To know reality

This point in time has been repeatedly called the age of information. But it is as much, if not more, an age of misinformation. It is up to 'Us' to expound every aspect of this age and decide which one's true. Not for us to believe what we're told- no matter how credible the information or it's source -without any actual reflection and investigation on our own part. That is what it means to "know, not believe". To know what the reality- in reality -really is!!

Saturday, September 10, 2016

Thinking: Both Conscious & Critical


Thinking: Both Conscious & Critical


"I think therefore I am" 
is not just a great phrase. In it, lies the truth about human existence. To think is to exist. And to not think is not possible as long as one is alive i.e., existing.
So, when exactly are we thinking?

Everyone thinks, all the time.

Conscious Thinking vs Auto-pilot Thinking

As Paul Rulkens mentions in his TEDx Talk at Maastricht, "The purpose of all thinking is not to think."; And anyone familiar with meditation knows what he means. Bu here, thinking is of two kinds.


  1. In the normal state of the mind, the incessant and turbulent flow of all kinds of random thoughts called "Auto-pilot Thinking".
  2. In the focused state of the mind, when one actually thinks about a particular object, or what I like to call "Conscious Thinking".

Okay, so most of the time our minds are on Auto-pilot. But when we think about a particular thing (object), we become conscious of our thinking process and can then focus (for the most part :P) on that thing.

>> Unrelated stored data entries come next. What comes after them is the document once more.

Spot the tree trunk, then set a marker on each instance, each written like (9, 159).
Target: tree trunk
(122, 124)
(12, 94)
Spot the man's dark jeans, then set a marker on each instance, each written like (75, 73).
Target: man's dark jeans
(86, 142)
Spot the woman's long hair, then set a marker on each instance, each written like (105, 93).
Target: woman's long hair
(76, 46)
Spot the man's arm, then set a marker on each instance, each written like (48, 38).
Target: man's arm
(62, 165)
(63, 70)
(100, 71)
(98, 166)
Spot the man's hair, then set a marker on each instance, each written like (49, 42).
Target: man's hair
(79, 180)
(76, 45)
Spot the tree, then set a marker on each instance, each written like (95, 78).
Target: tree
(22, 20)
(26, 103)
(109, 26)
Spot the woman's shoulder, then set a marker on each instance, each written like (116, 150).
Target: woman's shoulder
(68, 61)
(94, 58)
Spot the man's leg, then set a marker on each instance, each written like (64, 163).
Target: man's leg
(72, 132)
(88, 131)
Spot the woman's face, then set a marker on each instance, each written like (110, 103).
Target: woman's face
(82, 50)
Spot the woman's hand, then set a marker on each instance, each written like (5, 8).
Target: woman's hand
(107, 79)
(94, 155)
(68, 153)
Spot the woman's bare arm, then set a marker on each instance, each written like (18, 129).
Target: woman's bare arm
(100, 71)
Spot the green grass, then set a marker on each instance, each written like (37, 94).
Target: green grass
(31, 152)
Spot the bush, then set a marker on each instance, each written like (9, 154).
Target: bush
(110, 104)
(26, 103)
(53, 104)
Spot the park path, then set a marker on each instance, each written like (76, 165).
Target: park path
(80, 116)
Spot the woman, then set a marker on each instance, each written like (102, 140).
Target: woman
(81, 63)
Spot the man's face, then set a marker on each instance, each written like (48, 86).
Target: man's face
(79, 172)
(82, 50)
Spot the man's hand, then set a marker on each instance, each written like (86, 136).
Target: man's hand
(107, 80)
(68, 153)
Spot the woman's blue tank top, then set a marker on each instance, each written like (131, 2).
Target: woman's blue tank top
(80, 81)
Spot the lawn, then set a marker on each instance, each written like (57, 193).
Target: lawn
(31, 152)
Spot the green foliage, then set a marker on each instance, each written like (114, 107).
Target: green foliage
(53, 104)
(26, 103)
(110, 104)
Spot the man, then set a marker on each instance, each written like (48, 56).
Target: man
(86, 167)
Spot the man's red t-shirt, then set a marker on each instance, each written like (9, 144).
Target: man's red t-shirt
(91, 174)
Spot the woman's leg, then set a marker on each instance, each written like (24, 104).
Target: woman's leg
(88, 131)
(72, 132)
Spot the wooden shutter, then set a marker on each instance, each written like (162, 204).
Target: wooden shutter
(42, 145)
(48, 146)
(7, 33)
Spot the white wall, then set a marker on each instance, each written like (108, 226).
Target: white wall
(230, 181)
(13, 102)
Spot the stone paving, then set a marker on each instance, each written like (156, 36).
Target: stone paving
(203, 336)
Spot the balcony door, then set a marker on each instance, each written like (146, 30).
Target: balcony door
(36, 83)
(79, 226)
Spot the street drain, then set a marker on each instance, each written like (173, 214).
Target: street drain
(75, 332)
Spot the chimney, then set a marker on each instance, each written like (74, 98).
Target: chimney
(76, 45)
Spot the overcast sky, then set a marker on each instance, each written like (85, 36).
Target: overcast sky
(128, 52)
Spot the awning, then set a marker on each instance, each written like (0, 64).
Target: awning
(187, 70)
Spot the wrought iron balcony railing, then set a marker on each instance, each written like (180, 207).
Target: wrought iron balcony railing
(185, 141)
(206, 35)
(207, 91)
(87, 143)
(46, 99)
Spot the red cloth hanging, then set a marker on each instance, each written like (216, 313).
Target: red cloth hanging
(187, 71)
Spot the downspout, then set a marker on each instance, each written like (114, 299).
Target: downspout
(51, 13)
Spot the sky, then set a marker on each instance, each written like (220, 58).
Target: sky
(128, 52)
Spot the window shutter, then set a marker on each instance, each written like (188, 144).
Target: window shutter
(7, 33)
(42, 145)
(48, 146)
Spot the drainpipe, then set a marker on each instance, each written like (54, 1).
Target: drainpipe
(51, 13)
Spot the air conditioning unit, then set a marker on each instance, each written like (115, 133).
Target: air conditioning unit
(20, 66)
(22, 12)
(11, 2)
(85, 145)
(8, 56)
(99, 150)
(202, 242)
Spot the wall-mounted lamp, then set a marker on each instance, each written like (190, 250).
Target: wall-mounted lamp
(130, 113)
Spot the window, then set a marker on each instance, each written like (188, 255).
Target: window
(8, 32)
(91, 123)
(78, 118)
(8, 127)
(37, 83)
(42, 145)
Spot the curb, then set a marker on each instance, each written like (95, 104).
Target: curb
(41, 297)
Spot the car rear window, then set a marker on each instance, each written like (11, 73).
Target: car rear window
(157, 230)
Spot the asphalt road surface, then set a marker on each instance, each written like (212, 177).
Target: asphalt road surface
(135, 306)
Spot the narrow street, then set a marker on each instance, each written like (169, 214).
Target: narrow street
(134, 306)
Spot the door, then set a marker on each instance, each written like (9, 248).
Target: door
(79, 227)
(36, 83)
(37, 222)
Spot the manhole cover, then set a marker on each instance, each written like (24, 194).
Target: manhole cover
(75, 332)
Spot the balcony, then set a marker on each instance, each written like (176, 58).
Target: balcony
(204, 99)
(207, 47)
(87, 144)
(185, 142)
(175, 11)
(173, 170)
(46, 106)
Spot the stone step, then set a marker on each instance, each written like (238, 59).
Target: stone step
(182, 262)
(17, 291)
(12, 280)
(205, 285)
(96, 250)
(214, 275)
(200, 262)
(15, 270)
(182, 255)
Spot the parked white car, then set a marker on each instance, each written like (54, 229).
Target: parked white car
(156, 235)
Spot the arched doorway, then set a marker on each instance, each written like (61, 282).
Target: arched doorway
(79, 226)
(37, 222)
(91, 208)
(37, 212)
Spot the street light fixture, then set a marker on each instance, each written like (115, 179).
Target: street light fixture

What is Critical Thinking?

Consider this example: Till 1543 AD, almost everyone on earth thought that the earth was at the centre of the solar system and the universe. Until Nicolaus Copernicus published his books and removed earth from the center, in 1543 AD. Even after that, most people didn't believe his theories because the Roman Catholic Church considered them heretical (against their religion). So it was believed as a fact, just by a few people who had heard/read about it; instead of becoming a commonly known fact, which happened decades, if not more than a century, later.
In this example, Copernicus didn't believe what everyone else thought to be true. He thought in a critical and innovative way and ended up revolutionising our knowledge about the universe.
Whereas, a majority of the people didn't think critically and blindly, unquestioningly believed in other people's beliefs and missed out on understanding the universe, in a critical manner and seeing it for what it actually was. Maybe, one of them could've discovered gravity, decades before Isaac Newton!